We were lucky to catch up with October Sharify recently and have shared our conversation below.
October, looking forward to hearing all of your stories today. Do you wish you had waited to pursue your creative career or do you wish you had started sooner?
I started exhibiting work in earnest in 2021 when I moved to Chicago, and I felt super behind in life compared to my peers. It was my first apartment out on my own, let alone my first big move. I think when I was younger I had a constant internal tug to accomplish bigger and better, but creative work can be so transient and spontaneous, things had to happen the way they did. For me the main ingredient was changing up my environment and circumstances, which was a drastic change (new city, new market, new peers) but I don’t know how things would have kicked off for me otherwise. Now that I know taking the leap would eventually work out, I have a side of myself that does wish I would have gotten out there sooner, but when I think about my earlier years as an artist I don’t think I would have had the courage, the confidence in my work, or even the sense of responsibility. So I think it’s totally okay to let things build up over time- especially your confidence, I can think of a million times where I tried something new and got nervous or I failed and that halted my progress. I think anything that is worth anything is worth the careful and sometimes slow accumulation of resilience that it takes to be successful. My mom went back and got her first degree in her 40’s after an almost 20 year break from college. I was and I am so proud of her that now I know that it’s never too late for anything, and thinking about things that way takes the pressure off in a huge way.
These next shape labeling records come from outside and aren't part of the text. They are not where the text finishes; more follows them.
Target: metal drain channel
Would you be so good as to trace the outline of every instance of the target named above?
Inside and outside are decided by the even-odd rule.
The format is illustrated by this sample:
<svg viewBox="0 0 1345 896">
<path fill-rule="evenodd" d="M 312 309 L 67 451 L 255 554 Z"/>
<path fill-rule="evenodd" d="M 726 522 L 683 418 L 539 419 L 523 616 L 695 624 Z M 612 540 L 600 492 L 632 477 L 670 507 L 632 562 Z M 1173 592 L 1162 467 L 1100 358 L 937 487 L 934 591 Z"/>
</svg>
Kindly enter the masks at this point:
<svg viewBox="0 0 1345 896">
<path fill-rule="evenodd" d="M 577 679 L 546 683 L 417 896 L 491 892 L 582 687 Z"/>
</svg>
As always, we appreciate you sharing your insights and we’ve got a few more questions for you, but before we get to all of that can you take a minute to introduce yourself and give our readers some of your back background and context?
I am an oil painter and sculptor based in Chicago, and I create surreal, chromatic, and at times visceral figurative paintings. I have a fairly traditional oil painting background but in 2023 I started experimenting with integrating sculpture into my work by using materials like clay and lace and textiles. I use a limited palette for all my works, so all of my works lie somewhere on the color spectrum from red to blue. I deal a lot with spiritual and technological imagery, and my academic background is in history and theology. I have an African American and Persian cultural background which is incredibly pertinent to my work and what I choose to explore.
I think what I am proud of and what’s been exciting me the most in my work is making myself uncomfortable, pushing my own boundaries and being more vulnerable in my work than I ever have. I can be quite a rigid and reserved person when it comes to my ideologies and how I present myself to the world, and the work as of late has been me really trying to get to the bottom of some reservations and insecurities that I have about myself as a person and a thinker. I believe that what has been coming out of my studio recently has been super fun and audacious, something I’d never considered making before.

Is there mission driving your creative journey?
I think for artists it can be really hard to say what the end goal is, especially if your practice is an endlessly forming discipline that you hone over time. On the practical side I would love it if my career allowed me a sense of financial freedom and provided opportunities to do things like travel and work with institutions! I think that can be a given for a lot of people, and I want that in addition to never having to compromise on a vision or principle to achieve that. On a more personal level, what would be most fulfilling to me is having a huge breadth of work that tells the story of my ideology. Being in my 20’s I think I’ve only just started to scrape a good layer of a philosophy I have been trying to get at my whole life, and I can only hope to be working long enough to get everything off my chest and into the world. I eventually want my practice to span many different mediums, but I know I will always consider myself a painter at heart. A lot of my creative heroes are actually writers, musicians and philosophers, and I think all of these mediums are really integral to the making and exploration of visual art- and I aspire through my medium to participate in these important conversations in my own way.

Any resources you can share with us that might be helpful to other creatives?
A studio practice, and I would say most studio practices, can be extremely isolating, and when I was a younger artist I assumed that everything had to be extremely insular and self made. I would try to do everything myself and not truly participate in any sort of exchange with my peers- which ended up being super limiting. I think one of the greatest resources as an early career artist is your community and your peers. As my desire to participate and succeed in the artist community grows, so does my desire to engage with my fellow artists and the people around me. I think we all tend to underestimate how much the people in our lives want to see us succeed or even just participate in something fun and different. I’ve been saved so much trouble and heartache due to the help and generosity of my friends, and if I’d done certain things under my own power I don’t things would have worked out nearly as well. The same goes for intellectual exchange and criticism. I have always been pretty sensitive to criticism and while I do think you do not have to bend to the request of any person you meet, I have often been surprised by just how helpful it’s been to see things from even just one more person’s perspective. I think we see the success of great contemporary artists and we assume it is always a one man show, when in reality a lot of them have teams, assistants, partners, and peers pushing them forward.